Sugar and spice is always nice, but bitter is even better.

Friday, July 28, 2006

this birthday may suck, but at least i'm not in beirut.

it's only mid-morning and the sucktasticness of the twenty-fifth birthday in a life of carefully listed and yet not entirely satisfying accomplishments -- in addition to being a day terribly unsuited for tanning -- is settling down comfortably on my pale and freckled shoulders like the heavy black hood of a cloak of despair. in a house quiet and empty, here in a room of many windows through which wafts a humid and stinky breeze (most likely from the price-gauging gas station just beyond the trees), and an expansive view of the gray clouds rolling behind the squished carcass of a rather large moth splatted on the glass of the patio door, i have no recourse but to eat an entire package of cinnimon rolls while lamenting my failures and missed opportunities.

i don't know what it is about birthdays that stimulates an immediate and radical dissection of a life's choices, as well as a burning desire for a miracle mapquest to fully outline the driving directions from "here" to "there".

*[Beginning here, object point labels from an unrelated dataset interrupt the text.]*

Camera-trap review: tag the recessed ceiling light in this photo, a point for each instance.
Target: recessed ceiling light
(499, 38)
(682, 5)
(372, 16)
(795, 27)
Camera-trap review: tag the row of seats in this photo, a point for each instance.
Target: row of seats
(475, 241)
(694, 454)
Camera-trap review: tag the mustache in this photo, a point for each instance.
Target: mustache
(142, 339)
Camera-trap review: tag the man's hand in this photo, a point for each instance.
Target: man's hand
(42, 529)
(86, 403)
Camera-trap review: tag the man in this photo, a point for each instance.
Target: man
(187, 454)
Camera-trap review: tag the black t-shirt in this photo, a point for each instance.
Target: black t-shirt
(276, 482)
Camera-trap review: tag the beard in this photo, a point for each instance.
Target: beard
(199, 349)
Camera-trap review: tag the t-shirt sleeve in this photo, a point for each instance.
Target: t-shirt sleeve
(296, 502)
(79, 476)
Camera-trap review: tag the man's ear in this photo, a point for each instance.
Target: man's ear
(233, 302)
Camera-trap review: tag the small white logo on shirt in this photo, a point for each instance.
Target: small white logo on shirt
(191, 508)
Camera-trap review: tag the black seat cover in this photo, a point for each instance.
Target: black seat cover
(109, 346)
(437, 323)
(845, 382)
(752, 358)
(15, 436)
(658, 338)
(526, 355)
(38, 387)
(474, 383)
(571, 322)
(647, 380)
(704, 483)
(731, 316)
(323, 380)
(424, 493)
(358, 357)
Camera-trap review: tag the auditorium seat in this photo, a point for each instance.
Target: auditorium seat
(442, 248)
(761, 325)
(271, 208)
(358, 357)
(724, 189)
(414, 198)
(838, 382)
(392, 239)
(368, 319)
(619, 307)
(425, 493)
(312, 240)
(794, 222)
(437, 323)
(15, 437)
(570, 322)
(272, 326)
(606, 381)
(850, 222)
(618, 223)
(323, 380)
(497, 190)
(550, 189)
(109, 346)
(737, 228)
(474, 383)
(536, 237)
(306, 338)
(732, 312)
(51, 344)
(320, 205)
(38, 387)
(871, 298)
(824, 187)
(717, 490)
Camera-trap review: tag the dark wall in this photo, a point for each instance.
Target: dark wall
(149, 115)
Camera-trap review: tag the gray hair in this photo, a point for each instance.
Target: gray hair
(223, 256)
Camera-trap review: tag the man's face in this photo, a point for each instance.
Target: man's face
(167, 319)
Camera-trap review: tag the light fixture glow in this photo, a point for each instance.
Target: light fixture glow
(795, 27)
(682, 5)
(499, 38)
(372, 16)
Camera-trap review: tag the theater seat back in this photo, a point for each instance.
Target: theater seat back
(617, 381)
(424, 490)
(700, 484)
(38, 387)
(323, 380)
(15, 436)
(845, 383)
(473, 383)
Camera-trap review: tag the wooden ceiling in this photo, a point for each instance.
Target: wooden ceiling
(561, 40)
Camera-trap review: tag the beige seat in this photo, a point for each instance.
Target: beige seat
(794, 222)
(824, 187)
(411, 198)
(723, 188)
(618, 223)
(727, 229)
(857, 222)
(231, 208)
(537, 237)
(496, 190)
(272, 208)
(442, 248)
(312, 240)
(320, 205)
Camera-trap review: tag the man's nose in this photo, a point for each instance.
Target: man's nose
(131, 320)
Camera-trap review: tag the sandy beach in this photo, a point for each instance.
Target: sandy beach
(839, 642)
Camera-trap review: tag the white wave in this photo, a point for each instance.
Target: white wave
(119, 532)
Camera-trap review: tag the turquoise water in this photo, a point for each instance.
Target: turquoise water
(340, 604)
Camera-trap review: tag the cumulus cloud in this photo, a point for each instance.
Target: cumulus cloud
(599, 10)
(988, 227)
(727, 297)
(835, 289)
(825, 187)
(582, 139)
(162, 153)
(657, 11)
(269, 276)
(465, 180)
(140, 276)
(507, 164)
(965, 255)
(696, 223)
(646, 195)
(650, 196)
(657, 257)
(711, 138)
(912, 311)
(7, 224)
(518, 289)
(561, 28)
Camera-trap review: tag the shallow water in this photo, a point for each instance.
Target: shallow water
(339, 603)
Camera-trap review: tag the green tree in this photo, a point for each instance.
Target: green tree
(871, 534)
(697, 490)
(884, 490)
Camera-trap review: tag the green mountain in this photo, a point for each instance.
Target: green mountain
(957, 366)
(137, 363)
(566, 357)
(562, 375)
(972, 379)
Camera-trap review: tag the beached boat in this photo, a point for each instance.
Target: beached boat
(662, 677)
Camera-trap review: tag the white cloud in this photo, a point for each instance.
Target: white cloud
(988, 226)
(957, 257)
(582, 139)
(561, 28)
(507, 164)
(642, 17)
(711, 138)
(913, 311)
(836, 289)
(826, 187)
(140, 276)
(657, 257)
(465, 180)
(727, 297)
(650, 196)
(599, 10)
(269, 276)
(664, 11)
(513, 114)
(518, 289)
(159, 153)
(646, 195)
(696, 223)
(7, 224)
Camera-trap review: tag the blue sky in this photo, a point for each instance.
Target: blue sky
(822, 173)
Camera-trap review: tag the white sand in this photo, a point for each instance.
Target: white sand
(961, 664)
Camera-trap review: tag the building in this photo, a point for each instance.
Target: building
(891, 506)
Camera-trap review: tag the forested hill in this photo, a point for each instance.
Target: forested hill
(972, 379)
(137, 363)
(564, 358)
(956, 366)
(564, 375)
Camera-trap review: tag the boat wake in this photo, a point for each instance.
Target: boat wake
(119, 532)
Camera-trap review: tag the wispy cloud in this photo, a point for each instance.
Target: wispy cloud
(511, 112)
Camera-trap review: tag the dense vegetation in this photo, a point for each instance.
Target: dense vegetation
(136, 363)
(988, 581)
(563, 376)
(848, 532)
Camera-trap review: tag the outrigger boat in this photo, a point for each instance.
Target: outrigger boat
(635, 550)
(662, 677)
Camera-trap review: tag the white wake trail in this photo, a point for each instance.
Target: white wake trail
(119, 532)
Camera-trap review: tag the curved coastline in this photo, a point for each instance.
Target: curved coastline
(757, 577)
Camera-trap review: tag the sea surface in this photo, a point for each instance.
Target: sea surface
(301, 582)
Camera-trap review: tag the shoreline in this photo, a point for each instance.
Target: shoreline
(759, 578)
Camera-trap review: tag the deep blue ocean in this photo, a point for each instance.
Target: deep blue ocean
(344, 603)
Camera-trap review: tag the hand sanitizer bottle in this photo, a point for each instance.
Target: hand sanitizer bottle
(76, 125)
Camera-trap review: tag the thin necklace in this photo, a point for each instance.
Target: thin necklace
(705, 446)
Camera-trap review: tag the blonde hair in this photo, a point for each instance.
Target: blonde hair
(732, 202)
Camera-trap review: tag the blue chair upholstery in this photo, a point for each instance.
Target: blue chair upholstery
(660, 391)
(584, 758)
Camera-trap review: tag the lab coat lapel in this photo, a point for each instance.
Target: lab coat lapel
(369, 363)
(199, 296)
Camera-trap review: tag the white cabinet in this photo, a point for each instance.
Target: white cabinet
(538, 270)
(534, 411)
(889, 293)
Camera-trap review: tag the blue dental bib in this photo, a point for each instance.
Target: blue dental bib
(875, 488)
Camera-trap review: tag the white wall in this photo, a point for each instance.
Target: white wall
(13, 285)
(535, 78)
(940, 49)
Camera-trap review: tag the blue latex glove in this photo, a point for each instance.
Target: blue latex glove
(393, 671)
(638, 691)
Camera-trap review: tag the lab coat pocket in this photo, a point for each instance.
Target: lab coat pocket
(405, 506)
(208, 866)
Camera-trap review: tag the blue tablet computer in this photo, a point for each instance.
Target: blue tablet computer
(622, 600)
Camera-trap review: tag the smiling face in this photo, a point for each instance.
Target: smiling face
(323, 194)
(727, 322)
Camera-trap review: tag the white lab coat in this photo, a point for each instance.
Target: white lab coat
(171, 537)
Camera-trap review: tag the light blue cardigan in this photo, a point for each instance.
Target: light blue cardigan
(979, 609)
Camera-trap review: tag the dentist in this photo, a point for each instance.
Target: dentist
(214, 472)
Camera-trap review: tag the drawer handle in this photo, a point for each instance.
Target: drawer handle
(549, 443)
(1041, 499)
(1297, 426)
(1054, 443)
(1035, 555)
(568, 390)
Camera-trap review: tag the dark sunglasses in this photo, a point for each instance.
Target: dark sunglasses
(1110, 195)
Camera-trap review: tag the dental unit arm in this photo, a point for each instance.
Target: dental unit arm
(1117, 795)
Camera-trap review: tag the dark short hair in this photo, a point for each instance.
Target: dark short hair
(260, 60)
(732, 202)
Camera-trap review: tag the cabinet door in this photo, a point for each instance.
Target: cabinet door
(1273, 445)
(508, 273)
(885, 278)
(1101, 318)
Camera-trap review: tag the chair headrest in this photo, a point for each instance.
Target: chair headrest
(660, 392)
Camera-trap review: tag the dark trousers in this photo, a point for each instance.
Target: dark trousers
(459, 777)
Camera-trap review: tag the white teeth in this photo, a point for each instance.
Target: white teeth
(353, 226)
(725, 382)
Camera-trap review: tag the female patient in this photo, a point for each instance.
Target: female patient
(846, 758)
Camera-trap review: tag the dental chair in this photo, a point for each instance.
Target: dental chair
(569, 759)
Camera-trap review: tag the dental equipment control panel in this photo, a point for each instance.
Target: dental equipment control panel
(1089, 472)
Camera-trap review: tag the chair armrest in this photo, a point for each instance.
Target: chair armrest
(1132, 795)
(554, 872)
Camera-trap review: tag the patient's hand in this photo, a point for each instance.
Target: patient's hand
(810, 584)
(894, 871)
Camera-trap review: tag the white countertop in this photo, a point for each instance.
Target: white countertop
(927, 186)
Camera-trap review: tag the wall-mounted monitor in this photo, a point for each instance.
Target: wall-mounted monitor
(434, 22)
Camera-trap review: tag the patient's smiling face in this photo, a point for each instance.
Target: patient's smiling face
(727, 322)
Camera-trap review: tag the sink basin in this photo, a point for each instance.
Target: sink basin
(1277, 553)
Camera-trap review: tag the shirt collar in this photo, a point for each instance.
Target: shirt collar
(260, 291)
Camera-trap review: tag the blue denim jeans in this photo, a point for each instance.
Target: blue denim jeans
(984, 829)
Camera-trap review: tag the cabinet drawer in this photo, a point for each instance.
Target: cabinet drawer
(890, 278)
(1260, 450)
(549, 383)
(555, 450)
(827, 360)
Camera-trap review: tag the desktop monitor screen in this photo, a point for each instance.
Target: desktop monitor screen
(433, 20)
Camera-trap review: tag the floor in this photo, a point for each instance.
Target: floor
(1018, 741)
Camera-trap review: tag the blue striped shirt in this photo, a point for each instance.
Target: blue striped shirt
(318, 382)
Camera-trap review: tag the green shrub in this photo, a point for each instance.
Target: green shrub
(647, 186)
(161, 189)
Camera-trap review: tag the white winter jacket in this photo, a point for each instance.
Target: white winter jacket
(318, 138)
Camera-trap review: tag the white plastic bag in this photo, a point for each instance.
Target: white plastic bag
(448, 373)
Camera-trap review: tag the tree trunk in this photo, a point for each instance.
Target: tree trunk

somehow standing one year away from an entry level career in a profession that was yesterday listed among the top five most prestigious jobs in the public eye and having several non-career related publication credits to boast about loudly on street corners after alcohol-laced binges pales when seated next to the spectre of self-expected potential.

the questions linger. was i right to walk away from something i could have really succeeded in because it made me feel pretty shitty about myself? did i really need to be so loud when publicly handing the what-for to the borderline-attractive guy who attempted to compliment me by admiring my skirt with an accompanying touch that came dangerously close to my no-no? does screening my calls make me a bad friend? am i awful because i eat meat, and like it? would it have been so wrong to fuck my best friend because he isn't happy with his boy-pleasin', empty-cat-food-can-personality doormat of a girlfriend, or did my belief in sisterhood cause me to squander a chance at some real fun, as well a something in common with angelina? is recycling even worth the effort?

these things we'll never know. attempting to make any sense of them is as useless and brain-scrambling as trying to swallow the black comedy that is our national government. maybe i should eat some more rolls instead.

however, what i do know is how easily the near and dear can obscure a larger view of the far and important. good thing articles like this one exist as perspective-forming over-coffee reading.

1 Comments:

  • At Saturday, July 29, 2006, Anonymous Anonymous said…

    I am glad to see you are carrying your wisdom and "rapist wit" to yet another arena where it can be acquired by the ignorant masses.